AnneCarpenter commented 2 years ago

My first thought is that it's physiological and related to differentiation state but I don't really know why that popped up for me, I've no evidence/knowledge! Curious if @mtegtmey remembers anything.

bethac07 commented 2 years ago

Definitely possible Anne! My first thought is it's an incomplete drug selection, so knowing if selection was used here would be super helpful.

mtegtmey commented 2 years ago

Sorry for a late reply, I’ve been travelling much of the day!

It’s odd about the nuclei. I have a few thoughts about what we’re seeing.

To catch Beth up, what we’ve done here is used a constitutive KRAB-dCas9 CRISPRi system to knockdown expression of 5 genes which we identified to have cell morphology features which associated with rare LoF variants in these genes. Cells have undergone chemical selection for ~ 1 week and knockdown of each gene was validated by qPCR before Cell Painting.

It could be physiological. I suppose, depending on which wells were being used for assay dev, knockdown of these genes could elicit a strong nuclear phenotype (however, the cells under bright field and while growing behave normally). I would be curious if this same phenotype is observed across the other knockdowns or in the control (non targeting sgRNA) wells.
There is some evidence that dCas9 maybe toxic to stem cells. Possibly, we are observing this here when have greater resolution of the data but not something seen by eye under bright field. Perhaps an abundance of this protein floating around the nucleus has detrimental effects in some population of the cells.

My initial thought is to keep all of them. Since it could be driven by the physiology, I’m hesitant to toss any out.

Perhaps if it’s not too much extra work, looking at wells from 2-3 different conditions could help tell us whether these kinds of things are seen broadly across the plate.

On Sep 9, 2022, at 4:36 PM, Beth Cimini @.***> wrote: Definitely possible Anne! My first thought is it's an incomplete drug selection, so knowing if selection was used here would be super helpful.

— Reply to this email directly, view it on GitHub, or unsubscribe. You are receiving this because you were mentioned.

bethac07 commented 2 years ago

I've had a chance to dig into it a bit further now, and thankfully, it seems to just have been a technical artifact from a bad analysis setting. Briefly, we nearly always after whole-plate illumination correction do an "enhancement" on the nuclei channel - it helps sharpen nuclear edges a bit, removes large debris, etc. In this particular case though, it seemed to be removing real signal and leading to this effect (for at least many of the cases). I switched to a "gentler" method of doing background removal and it seems to be performing much better on this particular data! I'm hopeful I can get analysis started today and backends by tomorrow. (cc @shntnu)

bethac07 commented 2 years ago

There are some QC issues with the plate that I'm noticing - there are a few wells just with standard "schmutz" (the bright blue/yellow bits), but additionally something was in the light path for a good chunk of the plate, and unfortunately, not statically, but moving around. It shows below as a red "band", but it's not actually bright, but it's that it seems to block the signal more in the blue/green part of the spectrum, so it's a "hole" we have to fill instead, which is much harder (if it were truly bright we can just block it out, which is my plan for the schmutz). Doing per field background calculation can help a bit with it but not fully. I don't think there's anything to do here but proceed, but FYI.

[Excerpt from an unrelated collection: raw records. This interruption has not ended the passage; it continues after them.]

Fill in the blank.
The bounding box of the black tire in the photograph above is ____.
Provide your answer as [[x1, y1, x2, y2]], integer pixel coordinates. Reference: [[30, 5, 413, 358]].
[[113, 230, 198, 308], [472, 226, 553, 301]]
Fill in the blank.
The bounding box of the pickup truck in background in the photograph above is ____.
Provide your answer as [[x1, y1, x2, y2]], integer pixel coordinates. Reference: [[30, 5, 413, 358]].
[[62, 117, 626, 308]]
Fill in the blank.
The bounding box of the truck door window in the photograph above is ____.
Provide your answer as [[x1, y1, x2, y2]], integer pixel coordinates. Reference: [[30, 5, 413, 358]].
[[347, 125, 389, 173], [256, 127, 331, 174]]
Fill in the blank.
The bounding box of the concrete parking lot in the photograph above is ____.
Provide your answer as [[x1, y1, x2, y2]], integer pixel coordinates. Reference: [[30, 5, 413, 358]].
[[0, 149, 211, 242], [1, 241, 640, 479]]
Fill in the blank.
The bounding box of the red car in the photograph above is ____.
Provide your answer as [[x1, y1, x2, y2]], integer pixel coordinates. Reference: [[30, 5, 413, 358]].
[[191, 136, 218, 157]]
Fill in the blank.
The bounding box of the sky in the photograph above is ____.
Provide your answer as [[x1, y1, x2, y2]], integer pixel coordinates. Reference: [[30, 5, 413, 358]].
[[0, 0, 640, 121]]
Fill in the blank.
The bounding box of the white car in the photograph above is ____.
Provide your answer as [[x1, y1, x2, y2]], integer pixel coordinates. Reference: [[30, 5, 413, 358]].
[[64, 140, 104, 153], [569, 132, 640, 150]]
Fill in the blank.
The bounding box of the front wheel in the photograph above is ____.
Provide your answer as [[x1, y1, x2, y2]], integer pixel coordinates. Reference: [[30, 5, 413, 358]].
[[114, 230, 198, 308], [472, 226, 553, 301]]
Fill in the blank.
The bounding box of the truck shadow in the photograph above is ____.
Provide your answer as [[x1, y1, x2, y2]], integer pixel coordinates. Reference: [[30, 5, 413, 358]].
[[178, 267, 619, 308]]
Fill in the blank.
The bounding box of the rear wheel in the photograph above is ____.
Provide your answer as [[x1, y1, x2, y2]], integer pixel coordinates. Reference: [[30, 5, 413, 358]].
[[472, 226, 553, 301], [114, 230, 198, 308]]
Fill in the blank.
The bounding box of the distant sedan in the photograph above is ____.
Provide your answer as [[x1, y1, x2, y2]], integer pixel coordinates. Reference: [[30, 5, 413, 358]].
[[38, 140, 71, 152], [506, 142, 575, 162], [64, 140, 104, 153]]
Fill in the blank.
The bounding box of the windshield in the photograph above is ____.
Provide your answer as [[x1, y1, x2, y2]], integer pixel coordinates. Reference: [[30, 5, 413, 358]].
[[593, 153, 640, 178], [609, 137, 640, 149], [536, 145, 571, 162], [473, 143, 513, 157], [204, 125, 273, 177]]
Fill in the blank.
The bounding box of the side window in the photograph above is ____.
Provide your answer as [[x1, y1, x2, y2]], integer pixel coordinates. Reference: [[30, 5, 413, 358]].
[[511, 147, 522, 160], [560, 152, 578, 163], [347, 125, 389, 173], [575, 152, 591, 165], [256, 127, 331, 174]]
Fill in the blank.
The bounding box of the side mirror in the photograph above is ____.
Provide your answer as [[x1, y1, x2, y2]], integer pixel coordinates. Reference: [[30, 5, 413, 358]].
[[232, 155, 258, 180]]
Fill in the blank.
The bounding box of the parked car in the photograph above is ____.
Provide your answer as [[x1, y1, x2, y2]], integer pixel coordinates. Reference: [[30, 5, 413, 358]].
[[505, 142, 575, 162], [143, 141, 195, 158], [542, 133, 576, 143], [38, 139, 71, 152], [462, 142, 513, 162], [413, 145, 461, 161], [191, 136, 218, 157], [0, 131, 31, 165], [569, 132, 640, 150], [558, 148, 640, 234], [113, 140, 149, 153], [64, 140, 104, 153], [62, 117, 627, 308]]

bethac07 commented 2 years ago

I chatted with the other image analysts, and none of us could come up with a good way to solve this floating debris issue, nor had we come across it before - we've had images where the debris was fixed and static, but never this particular issue. It does seem to be relatively consistent across the sites within a given well, just not across wells on the plate.

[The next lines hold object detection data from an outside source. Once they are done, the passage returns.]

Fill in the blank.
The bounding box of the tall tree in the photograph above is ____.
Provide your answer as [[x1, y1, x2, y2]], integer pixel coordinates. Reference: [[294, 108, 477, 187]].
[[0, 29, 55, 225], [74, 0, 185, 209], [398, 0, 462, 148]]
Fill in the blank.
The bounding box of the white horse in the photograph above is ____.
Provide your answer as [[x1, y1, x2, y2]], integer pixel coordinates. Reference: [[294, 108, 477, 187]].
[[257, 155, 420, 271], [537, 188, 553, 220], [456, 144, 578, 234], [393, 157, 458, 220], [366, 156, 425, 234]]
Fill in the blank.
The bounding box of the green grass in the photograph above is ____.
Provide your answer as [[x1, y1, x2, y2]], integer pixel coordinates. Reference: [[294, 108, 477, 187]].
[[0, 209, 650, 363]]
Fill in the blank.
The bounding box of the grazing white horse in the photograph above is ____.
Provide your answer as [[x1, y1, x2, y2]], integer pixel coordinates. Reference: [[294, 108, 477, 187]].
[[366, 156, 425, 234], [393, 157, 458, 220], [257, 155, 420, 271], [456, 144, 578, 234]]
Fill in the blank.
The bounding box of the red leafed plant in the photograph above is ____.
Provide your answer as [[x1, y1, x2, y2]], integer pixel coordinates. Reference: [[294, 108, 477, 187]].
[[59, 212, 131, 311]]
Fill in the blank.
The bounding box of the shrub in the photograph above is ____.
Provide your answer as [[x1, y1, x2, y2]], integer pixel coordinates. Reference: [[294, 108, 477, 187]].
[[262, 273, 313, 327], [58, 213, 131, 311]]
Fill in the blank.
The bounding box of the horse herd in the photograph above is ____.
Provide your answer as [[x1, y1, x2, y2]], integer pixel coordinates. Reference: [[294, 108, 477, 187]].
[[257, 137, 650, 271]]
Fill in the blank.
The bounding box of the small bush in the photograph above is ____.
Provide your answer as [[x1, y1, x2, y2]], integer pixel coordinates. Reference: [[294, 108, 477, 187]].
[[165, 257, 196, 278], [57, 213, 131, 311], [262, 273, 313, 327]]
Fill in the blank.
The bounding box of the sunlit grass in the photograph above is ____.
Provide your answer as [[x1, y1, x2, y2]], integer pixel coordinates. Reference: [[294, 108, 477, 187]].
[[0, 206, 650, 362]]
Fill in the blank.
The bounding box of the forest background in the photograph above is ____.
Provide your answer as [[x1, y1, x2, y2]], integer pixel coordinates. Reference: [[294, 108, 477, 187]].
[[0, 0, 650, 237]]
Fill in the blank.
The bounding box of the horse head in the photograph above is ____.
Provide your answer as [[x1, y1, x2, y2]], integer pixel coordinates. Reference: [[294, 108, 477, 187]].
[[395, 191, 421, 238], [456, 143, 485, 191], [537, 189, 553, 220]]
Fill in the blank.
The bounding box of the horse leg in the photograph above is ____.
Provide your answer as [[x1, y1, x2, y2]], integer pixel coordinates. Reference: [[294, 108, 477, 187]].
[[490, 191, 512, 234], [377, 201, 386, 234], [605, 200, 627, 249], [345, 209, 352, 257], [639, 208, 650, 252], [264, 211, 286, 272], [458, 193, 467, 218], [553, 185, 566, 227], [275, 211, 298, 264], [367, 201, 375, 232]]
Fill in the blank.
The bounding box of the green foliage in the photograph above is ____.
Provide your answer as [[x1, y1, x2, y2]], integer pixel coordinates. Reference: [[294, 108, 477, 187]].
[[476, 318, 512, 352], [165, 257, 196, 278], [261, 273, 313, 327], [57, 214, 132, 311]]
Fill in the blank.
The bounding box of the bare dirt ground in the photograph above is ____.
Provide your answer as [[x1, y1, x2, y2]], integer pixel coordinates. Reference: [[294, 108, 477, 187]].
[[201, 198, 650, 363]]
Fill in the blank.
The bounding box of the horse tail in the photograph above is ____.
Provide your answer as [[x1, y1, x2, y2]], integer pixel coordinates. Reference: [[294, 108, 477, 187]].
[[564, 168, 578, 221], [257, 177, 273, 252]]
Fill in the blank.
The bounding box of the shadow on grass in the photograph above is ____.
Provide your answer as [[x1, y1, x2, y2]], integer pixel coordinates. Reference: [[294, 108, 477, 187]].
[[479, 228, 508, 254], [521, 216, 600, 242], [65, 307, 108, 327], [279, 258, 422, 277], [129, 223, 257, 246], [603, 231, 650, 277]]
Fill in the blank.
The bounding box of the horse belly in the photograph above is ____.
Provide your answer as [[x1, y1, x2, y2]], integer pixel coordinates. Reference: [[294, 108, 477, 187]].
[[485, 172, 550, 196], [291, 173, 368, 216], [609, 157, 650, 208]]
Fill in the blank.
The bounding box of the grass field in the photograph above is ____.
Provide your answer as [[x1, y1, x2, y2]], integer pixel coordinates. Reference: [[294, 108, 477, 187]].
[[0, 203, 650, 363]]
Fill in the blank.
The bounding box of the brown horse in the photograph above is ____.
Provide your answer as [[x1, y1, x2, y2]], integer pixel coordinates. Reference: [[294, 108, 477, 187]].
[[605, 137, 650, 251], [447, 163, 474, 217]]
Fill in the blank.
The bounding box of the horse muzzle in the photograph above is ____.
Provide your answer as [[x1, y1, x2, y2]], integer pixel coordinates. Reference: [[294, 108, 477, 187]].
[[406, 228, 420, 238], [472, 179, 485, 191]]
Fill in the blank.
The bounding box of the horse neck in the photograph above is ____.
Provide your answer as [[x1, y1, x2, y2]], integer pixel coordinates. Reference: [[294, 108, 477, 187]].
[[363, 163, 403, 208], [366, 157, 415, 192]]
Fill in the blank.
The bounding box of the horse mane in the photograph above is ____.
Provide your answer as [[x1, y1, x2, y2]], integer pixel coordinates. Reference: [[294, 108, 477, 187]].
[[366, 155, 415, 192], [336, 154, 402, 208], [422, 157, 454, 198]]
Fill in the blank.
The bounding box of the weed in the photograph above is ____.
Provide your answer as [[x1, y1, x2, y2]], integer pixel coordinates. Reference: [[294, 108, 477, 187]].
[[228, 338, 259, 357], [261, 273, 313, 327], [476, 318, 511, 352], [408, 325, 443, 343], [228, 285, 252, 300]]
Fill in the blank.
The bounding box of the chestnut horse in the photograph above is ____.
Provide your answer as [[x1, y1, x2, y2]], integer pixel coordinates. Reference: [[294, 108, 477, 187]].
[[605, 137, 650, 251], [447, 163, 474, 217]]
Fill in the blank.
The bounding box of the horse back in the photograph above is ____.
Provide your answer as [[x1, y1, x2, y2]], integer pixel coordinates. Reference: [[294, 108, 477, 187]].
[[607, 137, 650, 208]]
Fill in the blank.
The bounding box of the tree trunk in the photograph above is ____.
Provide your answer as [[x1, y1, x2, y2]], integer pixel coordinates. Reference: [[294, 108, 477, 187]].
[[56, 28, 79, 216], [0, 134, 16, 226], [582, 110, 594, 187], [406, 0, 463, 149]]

Basically, there are going to be a couple of options - 1) Live with it - if you're planning to look at per-well aggregated features, we could consider median-aggregating rather than mean aggregating. If you're looking at single-cell data, consider clipping the ends of the cell distribution (in feature space) for each well. 2) Image again. Since there also seems to be some in-well debris, maybe doing an extra change/wash of PBS (or whatever you're storing in) will help a bit, but more importantly we should hopefully not see this floating debris issue again.

@mtegtmey Is 2 possible and/or plausible? Or are our strong priors strong enough that we feel ok going ok with the images we currently have? Let me know how you want me to proceed.

mtegtmey commented 2 years ago

@bethac07

If it’s consistent across wells, we may be ok proceed with using median-aggregated features.

My analysis will be fairly straightforward. I have between 5-50 features which I’m interested in comparing between the knockdown and control samples using something like a Mann-Whitney t-test.

If all wells are treated the same we should be ok.

I did just confirm with one my undergrads that I have a backup plate which could be imaged in the next day or so if I can coordinate with someone at the imaging platform which could give us new data before Monday.

Let me know what you think!

On Sep 15, 2022, at 4:27 PM, Matthew Tegtmeyer @.***> wrote:

It’s really something I would have to defer to your team on.

We are looking at aggregated per well level features, so if clipping the ends and using median-aggregated scores is possible, then I would say go ahead.

I could generate new data. I’m away for a few weeks and could create a new plate the first week of October.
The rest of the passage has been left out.